Hani Shihada's work can be seen as more than just copies of masterworks. There is, first of all, the question of materials--pastels and acrylic--and, of course, that of surface--the concrete squares of the city sidewalks. Already one can say that the originals have been transformed by their new medium, neither fresco nor oil, and their location, neither palaces nor churches. He does follow the Italian tradition of the madonnari (see New Yorker article), but the context and circumstances become quite different in our own time.

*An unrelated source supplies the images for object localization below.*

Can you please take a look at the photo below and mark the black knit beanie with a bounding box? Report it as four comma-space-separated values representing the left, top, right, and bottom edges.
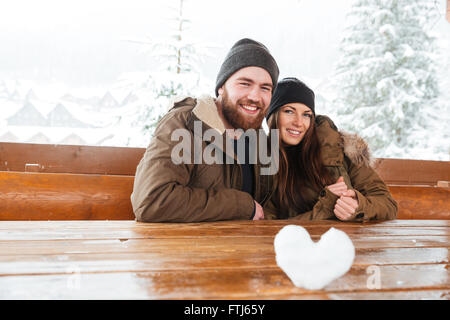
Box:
266, 77, 315, 120
215, 38, 279, 97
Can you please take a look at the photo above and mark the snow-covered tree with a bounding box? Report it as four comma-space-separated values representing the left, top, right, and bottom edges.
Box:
117, 0, 216, 146
333, 0, 442, 158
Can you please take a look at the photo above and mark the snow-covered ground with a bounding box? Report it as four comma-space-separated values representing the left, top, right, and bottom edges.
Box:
0, 80, 142, 147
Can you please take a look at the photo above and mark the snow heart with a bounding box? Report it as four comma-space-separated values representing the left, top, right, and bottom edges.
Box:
274, 225, 355, 290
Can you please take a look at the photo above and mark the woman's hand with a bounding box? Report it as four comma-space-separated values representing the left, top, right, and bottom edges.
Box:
253, 200, 265, 220
326, 176, 348, 196
326, 177, 360, 220
334, 189, 359, 221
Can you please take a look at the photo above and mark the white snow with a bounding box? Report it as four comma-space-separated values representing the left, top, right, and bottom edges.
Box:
274, 225, 355, 290
331, 0, 449, 160
0, 0, 448, 159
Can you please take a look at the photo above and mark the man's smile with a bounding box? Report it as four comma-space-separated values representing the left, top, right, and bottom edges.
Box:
239, 104, 260, 115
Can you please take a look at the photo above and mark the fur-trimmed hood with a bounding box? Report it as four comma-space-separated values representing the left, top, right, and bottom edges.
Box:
341, 132, 373, 167
315, 115, 373, 168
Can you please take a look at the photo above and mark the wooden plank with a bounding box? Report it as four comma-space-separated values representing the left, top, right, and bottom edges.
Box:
271, 290, 450, 300
437, 181, 450, 188
0, 233, 448, 249
0, 220, 447, 300
0, 219, 447, 229
0, 220, 448, 239
1, 142, 448, 186
0, 220, 448, 249
0, 142, 144, 175
1, 171, 449, 220
0, 225, 448, 242
0, 247, 447, 276
0, 264, 448, 299
390, 185, 450, 219
373, 158, 450, 186
0, 171, 135, 220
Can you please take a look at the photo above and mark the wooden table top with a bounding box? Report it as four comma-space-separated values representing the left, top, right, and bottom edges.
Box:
0, 219, 448, 300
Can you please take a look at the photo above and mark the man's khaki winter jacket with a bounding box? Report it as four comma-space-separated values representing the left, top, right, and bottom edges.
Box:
131, 95, 273, 222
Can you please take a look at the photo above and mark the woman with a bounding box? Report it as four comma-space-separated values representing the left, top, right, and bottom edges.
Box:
264, 77, 397, 221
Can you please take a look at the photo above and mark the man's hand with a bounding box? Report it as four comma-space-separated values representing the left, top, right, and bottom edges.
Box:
253, 201, 264, 220
326, 176, 348, 196
334, 189, 359, 221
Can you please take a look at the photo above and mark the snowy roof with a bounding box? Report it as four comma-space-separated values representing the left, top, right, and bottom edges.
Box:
0, 125, 124, 146
7, 101, 48, 126
0, 131, 18, 143
25, 89, 38, 101
46, 103, 93, 128
121, 92, 139, 106
58, 133, 86, 145
27, 132, 51, 144
99, 91, 120, 109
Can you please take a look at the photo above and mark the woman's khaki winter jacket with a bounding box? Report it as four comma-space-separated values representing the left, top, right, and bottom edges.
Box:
131, 95, 273, 222
263, 117, 398, 221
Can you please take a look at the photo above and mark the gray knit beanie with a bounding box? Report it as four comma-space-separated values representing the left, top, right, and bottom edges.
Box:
215, 38, 279, 97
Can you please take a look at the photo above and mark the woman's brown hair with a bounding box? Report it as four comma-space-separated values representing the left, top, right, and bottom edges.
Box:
268, 110, 334, 217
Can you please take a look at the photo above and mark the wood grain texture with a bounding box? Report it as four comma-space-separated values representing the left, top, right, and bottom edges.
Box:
389, 185, 450, 219
0, 224, 448, 241
0, 171, 135, 220
1, 143, 449, 186
0, 142, 144, 175
1, 172, 449, 220
0, 265, 449, 300
0, 220, 448, 299
0, 247, 447, 275
1, 142, 449, 220
374, 158, 450, 186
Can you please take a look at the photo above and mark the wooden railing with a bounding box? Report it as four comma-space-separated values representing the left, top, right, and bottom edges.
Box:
0, 142, 449, 220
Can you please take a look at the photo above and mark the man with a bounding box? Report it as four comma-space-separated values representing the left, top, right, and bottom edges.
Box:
131, 38, 279, 222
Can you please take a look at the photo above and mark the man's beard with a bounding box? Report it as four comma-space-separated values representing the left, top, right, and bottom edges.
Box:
221, 89, 266, 131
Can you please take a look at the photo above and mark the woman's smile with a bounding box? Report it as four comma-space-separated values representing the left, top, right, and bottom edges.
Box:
278, 103, 312, 146
286, 128, 303, 136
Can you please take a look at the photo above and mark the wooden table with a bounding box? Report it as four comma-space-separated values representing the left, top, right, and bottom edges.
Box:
0, 220, 448, 300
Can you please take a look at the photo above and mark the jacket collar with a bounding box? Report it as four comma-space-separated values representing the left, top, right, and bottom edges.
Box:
188, 95, 272, 169
187, 95, 236, 161
192, 95, 226, 135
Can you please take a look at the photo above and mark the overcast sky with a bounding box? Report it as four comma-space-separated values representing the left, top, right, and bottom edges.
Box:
0, 0, 448, 88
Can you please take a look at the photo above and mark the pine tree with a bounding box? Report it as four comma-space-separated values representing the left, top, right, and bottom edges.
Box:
333, 0, 440, 158
115, 0, 215, 146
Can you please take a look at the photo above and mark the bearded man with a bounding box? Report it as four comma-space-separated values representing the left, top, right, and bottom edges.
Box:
131, 38, 279, 222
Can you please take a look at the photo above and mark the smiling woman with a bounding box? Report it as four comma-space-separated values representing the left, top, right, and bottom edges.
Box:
264, 77, 399, 222
278, 104, 312, 146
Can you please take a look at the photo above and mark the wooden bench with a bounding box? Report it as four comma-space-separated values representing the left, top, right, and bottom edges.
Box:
0, 142, 449, 220
372, 158, 450, 219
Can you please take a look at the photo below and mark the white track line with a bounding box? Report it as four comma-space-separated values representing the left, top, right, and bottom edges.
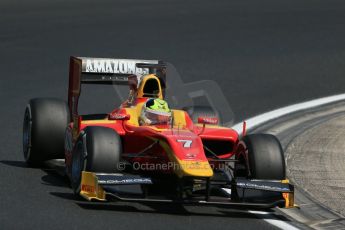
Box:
231, 93, 345, 134
231, 93, 345, 229
249, 211, 300, 230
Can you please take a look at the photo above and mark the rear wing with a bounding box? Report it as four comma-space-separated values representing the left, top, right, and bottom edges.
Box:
79, 57, 160, 84
68, 56, 163, 120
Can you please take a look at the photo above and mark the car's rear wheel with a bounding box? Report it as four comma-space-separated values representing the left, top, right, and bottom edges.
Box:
236, 134, 286, 180
71, 126, 122, 194
23, 98, 70, 166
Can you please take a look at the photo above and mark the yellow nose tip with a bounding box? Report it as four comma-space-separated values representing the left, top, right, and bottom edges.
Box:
175, 160, 214, 178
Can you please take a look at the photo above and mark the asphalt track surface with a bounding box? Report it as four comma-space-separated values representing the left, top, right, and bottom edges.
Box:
1, 0, 345, 229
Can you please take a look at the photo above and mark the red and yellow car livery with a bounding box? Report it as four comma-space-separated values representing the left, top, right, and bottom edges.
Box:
23, 57, 294, 209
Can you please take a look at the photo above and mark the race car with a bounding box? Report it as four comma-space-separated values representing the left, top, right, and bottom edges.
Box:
22, 57, 294, 209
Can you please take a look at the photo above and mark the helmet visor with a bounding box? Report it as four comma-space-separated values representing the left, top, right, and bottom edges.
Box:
144, 109, 172, 125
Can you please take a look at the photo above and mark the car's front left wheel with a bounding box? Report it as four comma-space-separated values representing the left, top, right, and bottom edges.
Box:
235, 134, 286, 180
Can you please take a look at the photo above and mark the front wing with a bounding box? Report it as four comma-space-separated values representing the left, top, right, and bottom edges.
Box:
79, 171, 295, 209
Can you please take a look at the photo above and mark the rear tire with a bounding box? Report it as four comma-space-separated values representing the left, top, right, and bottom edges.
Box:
71, 126, 121, 194
183, 106, 221, 124
237, 134, 285, 180
23, 98, 70, 166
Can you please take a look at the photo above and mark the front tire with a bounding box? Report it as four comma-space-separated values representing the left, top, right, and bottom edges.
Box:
71, 126, 122, 194
236, 134, 286, 180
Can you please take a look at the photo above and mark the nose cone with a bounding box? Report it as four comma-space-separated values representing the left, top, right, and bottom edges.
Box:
174, 159, 214, 178
160, 130, 214, 178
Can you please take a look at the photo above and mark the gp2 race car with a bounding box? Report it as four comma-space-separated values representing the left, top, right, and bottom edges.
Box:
22, 57, 294, 209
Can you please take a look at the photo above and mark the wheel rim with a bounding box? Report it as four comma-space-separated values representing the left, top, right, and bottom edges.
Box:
71, 142, 84, 193
23, 108, 32, 162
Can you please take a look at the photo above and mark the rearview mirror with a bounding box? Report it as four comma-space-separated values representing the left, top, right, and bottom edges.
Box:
197, 117, 219, 125
109, 113, 131, 121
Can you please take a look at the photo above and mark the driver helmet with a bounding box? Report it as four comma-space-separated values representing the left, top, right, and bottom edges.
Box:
140, 98, 172, 125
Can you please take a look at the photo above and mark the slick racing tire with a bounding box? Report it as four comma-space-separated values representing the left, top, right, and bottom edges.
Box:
71, 126, 121, 195
23, 98, 70, 166
183, 106, 221, 124
238, 134, 286, 180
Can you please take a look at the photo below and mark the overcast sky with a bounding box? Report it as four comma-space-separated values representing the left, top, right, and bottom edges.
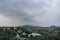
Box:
0, 0, 60, 26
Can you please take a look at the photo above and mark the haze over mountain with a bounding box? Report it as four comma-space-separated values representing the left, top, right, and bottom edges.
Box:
0, 0, 60, 26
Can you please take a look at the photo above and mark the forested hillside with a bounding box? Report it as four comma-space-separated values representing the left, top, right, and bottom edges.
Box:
0, 26, 60, 40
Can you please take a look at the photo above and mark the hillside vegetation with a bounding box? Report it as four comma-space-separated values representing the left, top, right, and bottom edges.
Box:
0, 25, 60, 40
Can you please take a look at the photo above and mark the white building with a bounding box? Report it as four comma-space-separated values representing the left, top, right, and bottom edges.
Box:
28, 33, 42, 37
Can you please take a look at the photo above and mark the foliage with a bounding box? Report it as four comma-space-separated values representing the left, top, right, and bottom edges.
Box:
0, 27, 60, 40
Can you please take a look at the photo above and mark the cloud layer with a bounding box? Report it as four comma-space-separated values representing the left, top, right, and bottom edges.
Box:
0, 0, 60, 26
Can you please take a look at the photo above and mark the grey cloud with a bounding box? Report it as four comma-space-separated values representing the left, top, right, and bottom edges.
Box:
0, 0, 34, 23
0, 0, 60, 26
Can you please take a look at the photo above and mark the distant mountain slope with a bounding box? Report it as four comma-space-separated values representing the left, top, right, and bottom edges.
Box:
19, 25, 60, 31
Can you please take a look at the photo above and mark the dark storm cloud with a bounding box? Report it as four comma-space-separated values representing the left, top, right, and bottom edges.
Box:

There is also the question of scale. Mr. Shihada chooses his subjects from printed photos, some in black and white, and focuses on fragments of a whole work, which he enlarges to a heroic scale, often coloring them from memory. These fragments now inhabit a different space, removed from their contextual whole, and, as fragments, force us to think about what is excluded, the unseen rest of the original work and its original purpose. Recognition, memory, familiarity and knowledge become part of the viewer's gaze upon those figures projected with a thin layer of seemingly fragile material over the hard concrete grid.
Then there is the question of fragility. Onlookers often ask Mr. Shihada about the fate of the pieces. It would seem only obvious that the elements, combined with pedestrian traffic, would be devastating to pastels. But the pastels he uses--he makes them himself--as well as the thin film of acrylic he applies to the finished work, allow for the survival of the pieces in their sidewalk galleries for longer than thought possible. Nonetheless, the work does eventually vanish, unlike the prized originals, and their dissapearance over time reminds one of the fragility of beauty.

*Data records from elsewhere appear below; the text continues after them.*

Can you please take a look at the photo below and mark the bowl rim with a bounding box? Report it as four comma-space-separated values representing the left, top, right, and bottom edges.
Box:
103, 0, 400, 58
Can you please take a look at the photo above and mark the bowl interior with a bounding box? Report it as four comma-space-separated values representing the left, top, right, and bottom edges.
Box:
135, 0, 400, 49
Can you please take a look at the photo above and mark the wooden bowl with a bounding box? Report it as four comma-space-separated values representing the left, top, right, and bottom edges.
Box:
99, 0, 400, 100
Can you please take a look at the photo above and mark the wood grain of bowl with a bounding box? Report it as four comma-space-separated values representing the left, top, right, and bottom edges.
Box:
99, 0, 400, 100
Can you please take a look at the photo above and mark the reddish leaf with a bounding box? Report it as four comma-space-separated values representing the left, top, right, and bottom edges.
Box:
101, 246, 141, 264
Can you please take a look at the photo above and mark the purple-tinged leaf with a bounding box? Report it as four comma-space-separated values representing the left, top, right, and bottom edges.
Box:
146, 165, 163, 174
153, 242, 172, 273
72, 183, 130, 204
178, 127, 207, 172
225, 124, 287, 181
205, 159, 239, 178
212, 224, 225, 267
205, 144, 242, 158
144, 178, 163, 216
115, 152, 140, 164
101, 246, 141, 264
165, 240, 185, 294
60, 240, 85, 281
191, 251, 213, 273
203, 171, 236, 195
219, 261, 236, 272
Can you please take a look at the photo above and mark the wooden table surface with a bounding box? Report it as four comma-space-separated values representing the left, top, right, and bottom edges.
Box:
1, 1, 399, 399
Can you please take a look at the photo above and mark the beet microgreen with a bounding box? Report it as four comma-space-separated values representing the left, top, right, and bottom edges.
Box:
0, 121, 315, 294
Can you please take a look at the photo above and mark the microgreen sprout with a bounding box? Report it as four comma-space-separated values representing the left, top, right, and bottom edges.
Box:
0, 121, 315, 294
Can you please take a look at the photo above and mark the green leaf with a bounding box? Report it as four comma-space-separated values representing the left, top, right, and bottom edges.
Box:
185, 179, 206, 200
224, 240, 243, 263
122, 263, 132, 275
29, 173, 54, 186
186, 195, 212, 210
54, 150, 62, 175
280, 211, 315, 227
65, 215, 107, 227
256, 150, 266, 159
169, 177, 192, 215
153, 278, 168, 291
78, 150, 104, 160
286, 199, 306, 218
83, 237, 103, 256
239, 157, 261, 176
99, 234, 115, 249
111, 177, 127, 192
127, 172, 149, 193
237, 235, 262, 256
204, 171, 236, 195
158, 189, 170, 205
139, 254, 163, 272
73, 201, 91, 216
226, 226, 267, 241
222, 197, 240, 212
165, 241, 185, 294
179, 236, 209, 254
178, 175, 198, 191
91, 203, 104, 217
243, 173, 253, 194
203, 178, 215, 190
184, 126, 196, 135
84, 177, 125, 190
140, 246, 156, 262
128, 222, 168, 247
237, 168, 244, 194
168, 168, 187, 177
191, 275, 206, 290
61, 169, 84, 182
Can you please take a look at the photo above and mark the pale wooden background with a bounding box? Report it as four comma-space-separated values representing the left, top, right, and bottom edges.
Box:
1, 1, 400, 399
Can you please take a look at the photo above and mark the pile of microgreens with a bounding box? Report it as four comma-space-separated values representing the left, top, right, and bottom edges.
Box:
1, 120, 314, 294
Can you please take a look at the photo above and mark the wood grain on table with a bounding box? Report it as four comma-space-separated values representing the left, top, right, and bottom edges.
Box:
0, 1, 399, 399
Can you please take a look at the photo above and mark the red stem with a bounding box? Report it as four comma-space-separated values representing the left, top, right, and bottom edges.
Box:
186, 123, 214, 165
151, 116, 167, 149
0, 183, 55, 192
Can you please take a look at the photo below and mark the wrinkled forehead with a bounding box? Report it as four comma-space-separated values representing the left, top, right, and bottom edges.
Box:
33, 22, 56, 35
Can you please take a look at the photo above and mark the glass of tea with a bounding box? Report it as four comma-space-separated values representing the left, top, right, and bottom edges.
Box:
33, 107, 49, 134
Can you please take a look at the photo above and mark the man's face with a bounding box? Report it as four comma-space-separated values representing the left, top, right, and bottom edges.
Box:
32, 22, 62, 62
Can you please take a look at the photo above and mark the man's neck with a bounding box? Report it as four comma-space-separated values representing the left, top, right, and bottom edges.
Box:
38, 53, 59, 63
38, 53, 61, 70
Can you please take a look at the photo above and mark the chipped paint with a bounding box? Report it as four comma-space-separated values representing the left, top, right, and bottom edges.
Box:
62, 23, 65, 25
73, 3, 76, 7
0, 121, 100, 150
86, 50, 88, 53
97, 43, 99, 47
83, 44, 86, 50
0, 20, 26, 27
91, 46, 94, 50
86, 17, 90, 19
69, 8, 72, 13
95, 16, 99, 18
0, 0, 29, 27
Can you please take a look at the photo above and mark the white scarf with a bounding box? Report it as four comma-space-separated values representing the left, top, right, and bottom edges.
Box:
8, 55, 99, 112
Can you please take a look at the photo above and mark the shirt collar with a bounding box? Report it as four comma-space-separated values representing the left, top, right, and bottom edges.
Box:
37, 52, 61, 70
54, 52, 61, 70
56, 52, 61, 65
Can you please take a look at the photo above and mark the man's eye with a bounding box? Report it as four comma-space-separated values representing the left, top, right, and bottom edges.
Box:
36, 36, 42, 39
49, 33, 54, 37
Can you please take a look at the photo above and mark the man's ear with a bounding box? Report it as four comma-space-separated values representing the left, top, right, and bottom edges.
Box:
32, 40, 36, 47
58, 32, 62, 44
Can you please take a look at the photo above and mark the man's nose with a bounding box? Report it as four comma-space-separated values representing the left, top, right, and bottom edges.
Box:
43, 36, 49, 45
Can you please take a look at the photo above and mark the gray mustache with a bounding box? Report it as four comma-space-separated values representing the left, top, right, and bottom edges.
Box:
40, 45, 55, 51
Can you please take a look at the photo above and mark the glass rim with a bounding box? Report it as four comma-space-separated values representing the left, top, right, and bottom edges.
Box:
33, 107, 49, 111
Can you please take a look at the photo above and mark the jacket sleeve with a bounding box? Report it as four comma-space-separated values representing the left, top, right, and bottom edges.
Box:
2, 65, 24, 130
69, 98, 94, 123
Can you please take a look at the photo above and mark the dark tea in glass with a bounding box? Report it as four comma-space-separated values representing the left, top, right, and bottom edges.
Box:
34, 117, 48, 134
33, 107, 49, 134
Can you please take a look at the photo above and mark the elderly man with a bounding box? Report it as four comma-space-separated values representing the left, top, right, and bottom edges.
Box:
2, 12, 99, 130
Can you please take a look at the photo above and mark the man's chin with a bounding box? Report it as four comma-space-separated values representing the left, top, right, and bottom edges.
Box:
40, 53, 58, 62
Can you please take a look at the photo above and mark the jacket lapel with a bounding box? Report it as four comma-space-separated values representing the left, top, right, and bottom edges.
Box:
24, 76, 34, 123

Performance is also an element of Mr. Shihada's work. The act of drawing on a public sidewalk--each work takes at least a week to complete--not only exposes to onlookers the process involved in creating such work, but raises issues regarding public space and its use. Mr. Shihada's artistic performances may clash with ideas of public decorum, individual expression, and the law, as experienced by Mr. Shihada in his encounters with overeager policemen, who see his work more as vandalism than as a temporary expression of delight.

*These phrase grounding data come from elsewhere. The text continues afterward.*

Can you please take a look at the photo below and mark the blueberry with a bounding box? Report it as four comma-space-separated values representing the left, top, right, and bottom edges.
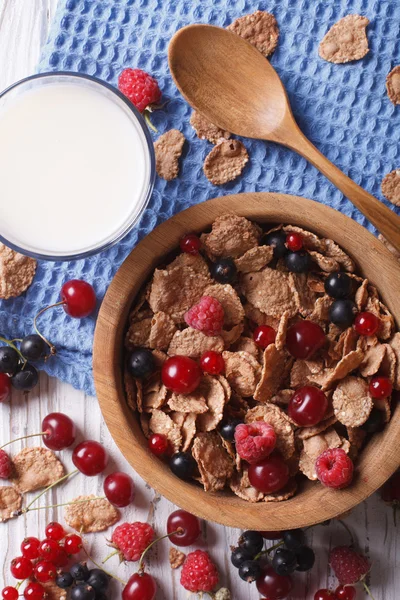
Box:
329, 299, 357, 327
263, 230, 288, 258
219, 418, 242, 442
169, 452, 196, 480
295, 546, 315, 572
127, 348, 155, 379
20, 334, 47, 360
361, 408, 385, 433
272, 547, 297, 576
11, 363, 38, 391
285, 251, 311, 273
231, 546, 254, 568
324, 272, 352, 299
87, 569, 110, 593
55, 572, 74, 589
210, 258, 237, 284
0, 346, 19, 374
238, 530, 264, 555
70, 562, 90, 582
282, 529, 305, 550
70, 584, 95, 600
238, 559, 262, 582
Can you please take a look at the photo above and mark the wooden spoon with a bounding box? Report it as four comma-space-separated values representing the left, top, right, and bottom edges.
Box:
168, 24, 400, 252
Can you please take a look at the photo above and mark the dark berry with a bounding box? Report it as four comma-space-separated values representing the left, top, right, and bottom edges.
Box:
263, 230, 288, 258
20, 335, 46, 360
272, 547, 297, 576
285, 251, 311, 273
238, 531, 264, 555
238, 559, 262, 582
0, 346, 19, 374
219, 418, 242, 442
87, 570, 110, 593
210, 258, 237, 284
169, 452, 196, 480
55, 572, 74, 589
231, 546, 254, 568
295, 546, 315, 571
70, 563, 90, 582
127, 348, 155, 379
70, 585, 95, 600
283, 529, 305, 550
361, 408, 385, 433
324, 272, 352, 299
11, 363, 38, 391
329, 299, 357, 327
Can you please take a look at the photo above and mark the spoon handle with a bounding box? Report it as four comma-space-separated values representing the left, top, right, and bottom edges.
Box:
286, 130, 400, 253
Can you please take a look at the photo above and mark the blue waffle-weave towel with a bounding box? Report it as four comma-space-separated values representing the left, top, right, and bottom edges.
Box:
1, 0, 399, 396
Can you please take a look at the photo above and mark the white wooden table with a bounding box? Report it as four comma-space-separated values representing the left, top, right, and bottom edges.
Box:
0, 2, 398, 598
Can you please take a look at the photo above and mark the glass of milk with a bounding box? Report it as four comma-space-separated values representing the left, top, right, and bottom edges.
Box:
0, 73, 155, 260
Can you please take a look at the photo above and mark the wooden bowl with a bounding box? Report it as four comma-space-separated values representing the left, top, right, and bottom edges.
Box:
93, 193, 400, 530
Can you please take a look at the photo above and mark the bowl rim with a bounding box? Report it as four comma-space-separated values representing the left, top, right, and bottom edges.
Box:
94, 192, 400, 530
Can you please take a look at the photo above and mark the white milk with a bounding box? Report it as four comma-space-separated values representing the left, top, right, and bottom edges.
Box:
0, 76, 153, 259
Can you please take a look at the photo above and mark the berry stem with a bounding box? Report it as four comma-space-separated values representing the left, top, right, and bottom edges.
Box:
254, 540, 284, 560
102, 549, 119, 564
82, 543, 126, 586
363, 581, 376, 600
23, 469, 79, 512
15, 580, 25, 590
143, 110, 158, 133
138, 530, 180, 573
33, 301, 65, 356
336, 519, 356, 546
22, 495, 106, 513
0, 432, 46, 450
0, 335, 26, 365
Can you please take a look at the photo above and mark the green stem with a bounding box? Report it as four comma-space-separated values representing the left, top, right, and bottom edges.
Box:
254, 540, 284, 560
15, 580, 25, 590
23, 469, 78, 512
0, 335, 26, 365
33, 301, 65, 355
0, 432, 46, 450
363, 581, 376, 600
144, 110, 158, 133
336, 519, 355, 546
82, 544, 126, 586
102, 549, 120, 564
23, 496, 105, 513
138, 530, 180, 572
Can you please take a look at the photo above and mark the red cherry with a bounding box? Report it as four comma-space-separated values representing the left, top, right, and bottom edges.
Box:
61, 280, 96, 318
148, 433, 169, 457
38, 539, 60, 562
53, 547, 69, 567
180, 234, 201, 255
253, 325, 276, 349
34, 560, 57, 583
286, 232, 303, 252
0, 374, 11, 403
286, 320, 326, 359
369, 376, 392, 399
122, 572, 157, 600
256, 565, 292, 599
335, 585, 356, 600
64, 534, 82, 555
248, 455, 289, 494
10, 556, 34, 579
23, 583, 46, 600
260, 530, 283, 540
45, 521, 65, 541
161, 356, 202, 394
42, 413, 76, 451
104, 471, 135, 507
21, 536, 41, 559
381, 470, 400, 503
72, 440, 108, 476
167, 509, 201, 546
288, 386, 328, 426
200, 351, 225, 375
354, 311, 379, 336
314, 591, 335, 600
2, 588, 19, 600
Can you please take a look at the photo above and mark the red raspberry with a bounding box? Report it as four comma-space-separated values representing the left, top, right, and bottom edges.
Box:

All in all, Mr. Shihada's work can be said to be part of a conceptual act involving more than just the recreation of art from another time, or as we can put it in today's terms, an act of appropiation. It can speak to us about the public realm, the act of creation, and the relationship of memory, time, and action, giving us more than just a fragment from the Sistine ceiling, like a postcard, but allowing us to think beyond the reality of the nice drawing on the floor towards the very nature of Art.